In the midst of all of this, we finally had our evaluation at the Children’s Hospital of Alabama in Birmingham. Just like our visit to Kennedy Krieger (KKI) we had a team of professionals assessing Mason for his feeding issues. To read more about the specifics of the feeding disorder click here→ ARFID They evaluated his medical history, nutritional history, psychological history, oral motor skills, and his mealtime habits.
Their conclusion is that Mason is suffering from chronic severe malnutrition that has stunted his growth. He is anemic and has an iron and phosphorus deficiency. He has no active coping strategies for anxiety or behavioral control over impulsivity. He is probably on the Aspergers spectrum which contributes to the rigid way he handles food.

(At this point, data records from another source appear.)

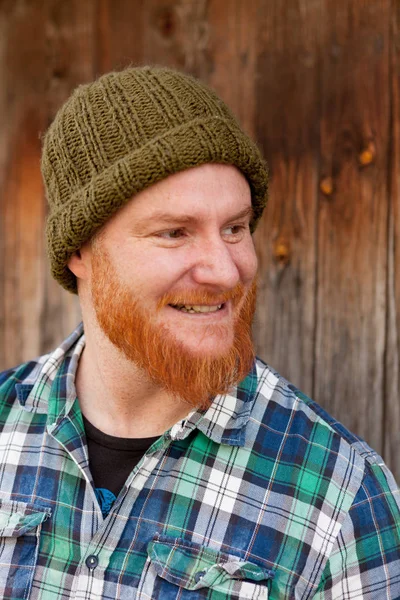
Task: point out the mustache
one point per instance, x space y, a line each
193 297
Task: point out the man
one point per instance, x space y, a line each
151 455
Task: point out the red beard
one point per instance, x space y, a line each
196 379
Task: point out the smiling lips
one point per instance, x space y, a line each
197 308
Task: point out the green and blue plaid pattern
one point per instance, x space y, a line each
262 496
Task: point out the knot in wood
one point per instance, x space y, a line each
367 156
282 252
326 186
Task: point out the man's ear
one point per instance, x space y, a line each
78 264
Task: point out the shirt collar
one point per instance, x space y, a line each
52 391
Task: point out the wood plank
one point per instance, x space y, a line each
287 105
36 313
352 223
391 432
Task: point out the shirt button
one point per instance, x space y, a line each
91 562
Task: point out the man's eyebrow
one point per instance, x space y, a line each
167 217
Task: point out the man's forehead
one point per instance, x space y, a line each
174 216
196 194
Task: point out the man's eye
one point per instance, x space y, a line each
172 234
234 229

Wow, that is a lot to swallow (pun intended). Essentially, Mason eats enough calories, but french fries have no nutritional value. When I hear severe malnutrition...I think 3rd world countries...unfortunately, it happens in normal families with extraordinary issues. The malnutrition contributes to the depression, impulsivity and anger management issues.
Now what...the team recommended that Mason receive a G-tube to provide complete nutritional support. He can still eat fries, but he will receive all his nutrients from tube feeding. In addition, he needs active coping strategies. He cannot work to overcome feeding issues until he has overcome some of the psychological ones.

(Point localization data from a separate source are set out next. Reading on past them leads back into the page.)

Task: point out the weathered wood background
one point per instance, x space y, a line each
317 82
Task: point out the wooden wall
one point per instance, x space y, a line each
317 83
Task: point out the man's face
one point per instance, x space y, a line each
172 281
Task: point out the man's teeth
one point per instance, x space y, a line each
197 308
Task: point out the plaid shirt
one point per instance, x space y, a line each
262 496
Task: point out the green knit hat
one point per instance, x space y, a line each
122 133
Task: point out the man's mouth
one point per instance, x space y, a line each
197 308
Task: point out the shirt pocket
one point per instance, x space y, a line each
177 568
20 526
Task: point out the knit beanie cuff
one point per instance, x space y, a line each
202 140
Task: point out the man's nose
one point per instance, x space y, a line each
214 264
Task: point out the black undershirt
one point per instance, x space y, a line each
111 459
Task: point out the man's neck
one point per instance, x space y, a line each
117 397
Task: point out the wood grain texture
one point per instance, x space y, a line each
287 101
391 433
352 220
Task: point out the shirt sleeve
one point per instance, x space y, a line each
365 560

Mason was present for the evaluation and the recommendations provided by the team. He knows that he could drink 5 Pediasure a day and avoid the GTube. He cried a lot on Wednesday but seemed to accept what was going to happen. He knows he cannot drink the Pediasure. He gagged and dry heaved after smelling it (FTR: it doesn’t smell that great).
So we have answers! All his DNA and endocrine tests have come back normal. He has an eating disorder. It is not your typical disorder like bulimia or anorexia, but it is a mental disorder that has caused physical harm to his body. It is in his best interest to have the feeding tube placed before he goes through adolescence. This will take the pressure to eat off of him and us and allow his body to heal. With proper nutrition and therapy, we hope to begin feeding therapy at Alabama Children’s Hospital next year.
Praises:
- We have answers...though some of them are hard...we have answers@
- Mason’s depression is better. We think it was caused by medication for impulsivity
- Barb, our speech therapist, who has guided us through this process and continues to provide recommendations
- Alabama Children’s Hospital
- A pediatric gastroenterologist who will put in the G-Tube (even though Mason looks healthy)
- Therapists that will help him with coping behaviors
- Wisdom for David and I as we will now learn how to manage G-Tube feedings up to 5 times per day.